Find the solution of the problem $x'=1+(x-t)^2, x(0)=0$. Then show that there is a number $a>0$ such that the successive approximations diverge when $|t|>a$.

Relevant Equations

The relevant tools are knowing the method of successive approximations, also known as Picard iteration. This is explained on Wikipedia, in the link below.

For an example of a Picard iteration, see here. In this case, we have

\begin{align}
&x_0(t)=x(0)=0,\nonumber\\
&x_1(t)=x_0(t)+\int_0^t \big(1+(x_0(s)-s)\big)^2ds=t+\frac{t^3}{3},\nonumber \\
&x_2(t)=x_0(t)+\int_0^t \big(1+(x_1(s)-s)\big)^2ds=t+\frac{t^7}{3^27},\nonumber\\
&\cdots \nonumber
\end{align}

You can verify by induction that we have, $$x_k(t)=t+\frac{t^{2^{k+1}-1}}{(2^2-1)^{2^{k-1}}(2^3-1)^{2^{k-2}}\cdots(2^{k+1}-1)}.\tag1$$

By inspection, I think the second term goes to $0$ for $|t|\leq 1$. And $x(t)=t$ is indeed a solution to the IVP above. However, what about divergence? Does the numerator grow faster than the denominator for $|t|>1$?

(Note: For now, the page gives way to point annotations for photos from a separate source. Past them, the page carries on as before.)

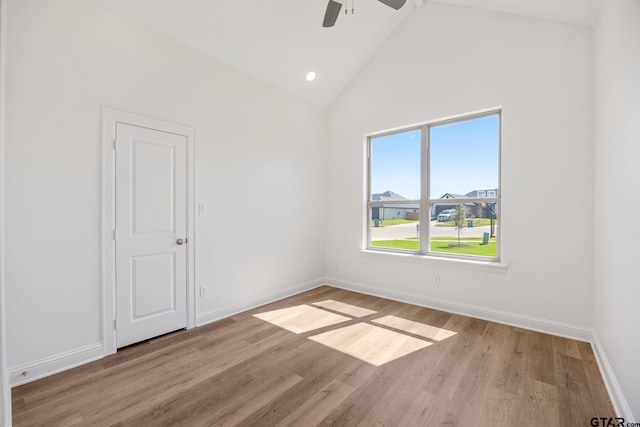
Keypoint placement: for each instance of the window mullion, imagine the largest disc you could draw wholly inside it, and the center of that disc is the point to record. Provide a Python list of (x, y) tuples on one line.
[(425, 212)]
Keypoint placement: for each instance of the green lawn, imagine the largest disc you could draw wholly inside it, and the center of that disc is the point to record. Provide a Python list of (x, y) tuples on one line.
[(443, 245), (388, 222), (477, 222)]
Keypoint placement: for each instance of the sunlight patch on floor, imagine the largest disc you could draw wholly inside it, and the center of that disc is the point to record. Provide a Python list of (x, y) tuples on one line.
[(415, 328), (344, 308), (301, 318), (369, 343)]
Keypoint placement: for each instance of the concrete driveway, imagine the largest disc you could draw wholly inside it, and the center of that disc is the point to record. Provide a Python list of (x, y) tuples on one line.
[(404, 231)]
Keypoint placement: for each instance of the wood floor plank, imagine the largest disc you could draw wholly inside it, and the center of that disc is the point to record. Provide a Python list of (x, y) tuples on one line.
[(247, 371)]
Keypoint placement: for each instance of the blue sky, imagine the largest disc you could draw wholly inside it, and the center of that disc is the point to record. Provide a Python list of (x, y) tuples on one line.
[(464, 157)]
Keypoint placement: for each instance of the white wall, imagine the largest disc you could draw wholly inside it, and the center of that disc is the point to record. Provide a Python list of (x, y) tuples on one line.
[(446, 60), (5, 391), (617, 251), (259, 165)]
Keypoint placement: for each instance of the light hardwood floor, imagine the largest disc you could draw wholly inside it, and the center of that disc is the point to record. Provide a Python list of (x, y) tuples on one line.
[(330, 357)]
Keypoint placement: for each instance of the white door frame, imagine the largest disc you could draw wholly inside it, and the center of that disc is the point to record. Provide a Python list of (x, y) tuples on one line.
[(110, 118)]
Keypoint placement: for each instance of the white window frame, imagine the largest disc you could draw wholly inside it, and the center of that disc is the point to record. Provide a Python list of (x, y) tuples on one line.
[(426, 202)]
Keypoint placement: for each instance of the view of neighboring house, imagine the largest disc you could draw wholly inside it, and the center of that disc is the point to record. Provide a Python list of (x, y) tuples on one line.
[(390, 210), (474, 209)]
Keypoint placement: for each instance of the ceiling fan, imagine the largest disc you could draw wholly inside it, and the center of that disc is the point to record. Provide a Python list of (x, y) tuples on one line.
[(334, 7)]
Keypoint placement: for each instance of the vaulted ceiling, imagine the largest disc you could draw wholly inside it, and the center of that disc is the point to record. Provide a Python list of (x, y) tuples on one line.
[(279, 41)]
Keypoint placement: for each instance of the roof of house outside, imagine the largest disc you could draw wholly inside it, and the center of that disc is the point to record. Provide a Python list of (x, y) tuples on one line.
[(392, 196)]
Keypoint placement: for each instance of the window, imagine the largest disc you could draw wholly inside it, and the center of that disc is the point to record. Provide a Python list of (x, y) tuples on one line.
[(434, 189)]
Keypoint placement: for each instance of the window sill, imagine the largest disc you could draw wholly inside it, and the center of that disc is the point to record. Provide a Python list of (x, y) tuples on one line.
[(467, 264)]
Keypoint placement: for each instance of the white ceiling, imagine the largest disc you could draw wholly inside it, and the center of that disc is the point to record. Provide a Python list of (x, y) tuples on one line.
[(279, 41)]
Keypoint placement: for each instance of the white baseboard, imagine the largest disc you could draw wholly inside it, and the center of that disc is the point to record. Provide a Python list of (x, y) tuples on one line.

A TA has noted the following. If we denote the second term in $(1)$ by $e_k(t)$, then $$e_k(t)=\frac{(e_{k-1}(t))^2 t}{(2^{k+1}-1)}\geq \frac{(e_{k-1}(t))^2 t}{2^{k+1}}.$$ The TA has suggested that if $e_k(t)$ is to diverge, then it needs to increase by, say, a factor of $2$. So $$\frac{(e_{k-1}(t))^2 t}{2^{k+1}}\geq 2\cdot e_{k-1}(t).$$ However, why would the sequence diverge if it were to increase by a factor of $2$? Moreover I'm unsure how to actually find an $a$ such that $x_k(t)$ diverges for $|t|>a$. Any help is greatly appreciated.

 

[Office_Shredder]

2 is arbitrary. Any number larger than 1 will do, because then the second term grows at least exponentially fast.
If you can find a such that t>a gives youthis exponential growth, then you're done.

 

[psie]

Ok, so the sequence will diverge if $e_{k+1}(t)\geq 2e_k(t)$, because then $$e_{k+1}(t)\geq 2^ke_1(t).\tag2$$ I guess the $t$'s that satisfy this inequality are the ones that satisfy $$\frac{(e_{k-1}(t))^2 t}{2^{k+1}}\geq 2\cdot e_{k-1}(t).\tag3$$ Since $e_{k-1}(t)$ is nonzero for $t\neq 0$, we can divide by $e_{k-1}(t)$ in $(3)$ when $t\neq 0$ ($e_k(t)$ converges at $t=0$ anyway). We can then pick any $k$, so $k=2$ and we get from $(3)$ that, $$\frac{e_{1}(t) t}{2^{3}}=\frac{t^4}{3\cdot 8}\geq 2,$$ which is equivalent to $|t|\geq\sqrt[4]{48}$.